Normal sera were obtained by withdrawing blood sterilely from the hearts of large limuli, placing it in sterile petri dishes, and removing the supernatant 24 hours afterwards.
Description of the Organism. Bacteria obtained from the blood of sick limuli were gram negative rods which formed discrete shiny translucent colonies on sea water agar within 24 hours. They had a slight greenish tint by indirect light and were light brown with transmitted light. The colonies seemed to effect confluent growth under conditions which are described under "pathogenicity". The percentage of motile forms was much greater in the confluent colonies. The organisms grew on Salmonella-Shigella agar, desoxycholate and chocolate agar, but did not grow on Christiansens' urea agar. No gas was produced. Some of the reactions produced in fermentation media are indicated in Table I.

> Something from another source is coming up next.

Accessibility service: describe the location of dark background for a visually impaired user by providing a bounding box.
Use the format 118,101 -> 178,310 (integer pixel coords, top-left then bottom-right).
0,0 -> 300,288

|Lactose||Dextrose||Sucrose||Xylose||Mannite||Urease||Indole||Plain Agar||Human Blood Agar||Rabbit Blood Agar||Selenite F Enrichment|
|No NaCl added ...||Neg.||Acid||Neg.||Neg.||Acid||Neg.||Neg.||Good growth||Good growth||Good growth||Growth|
|2% NaCl added ...||Neg.||Acid||Neg.||Neg.||Acid||Neg.||Neg./pos.||Good growth||Good growth||Good growth||Growth|
|2.5% NaCl added ...||Neg.||Acid||Neg.||Neg.||Acid||Neg.||Neg.||Good growth||Good growth||Good growth||Growth|
|3% NaCl added ...||Neg.||Acid||Neg.||Neg.||Acid||Neg.||Neg.||Good growth||Good growth||Good growth||Growth|
Courtesy Miss Regain Schneider, Biological Division, Johns Hopkins Hospital
There are few references to organisms pathogenic for marine invertebrates. A few bacterial diseases have been described (3, 4, 5). One paper reports that injections of a marine bacterium, Gaffkia, killed lobsters, and another records luminescent bacterial infections in a sand flea (5). However, it is not made clear whether the deaths were the result of overwhelming initial effects, or the consequence of progressive disease. We had previously found that several marine crustacea were often killed by the injection of small amounts of fresh heavy suspensions of various marine bacteria, including a bright yellow chromogen. The colored colonies produced by the chromogen when it was cultured from the blood made it possible to show that it was disseminated throughout the vascular system. Progressive disease, however, was not produced at any time. Death of a host shortly after an injection of many bacteria therefore does not in itself prove pathogenicity. It may be the result of toxic effects.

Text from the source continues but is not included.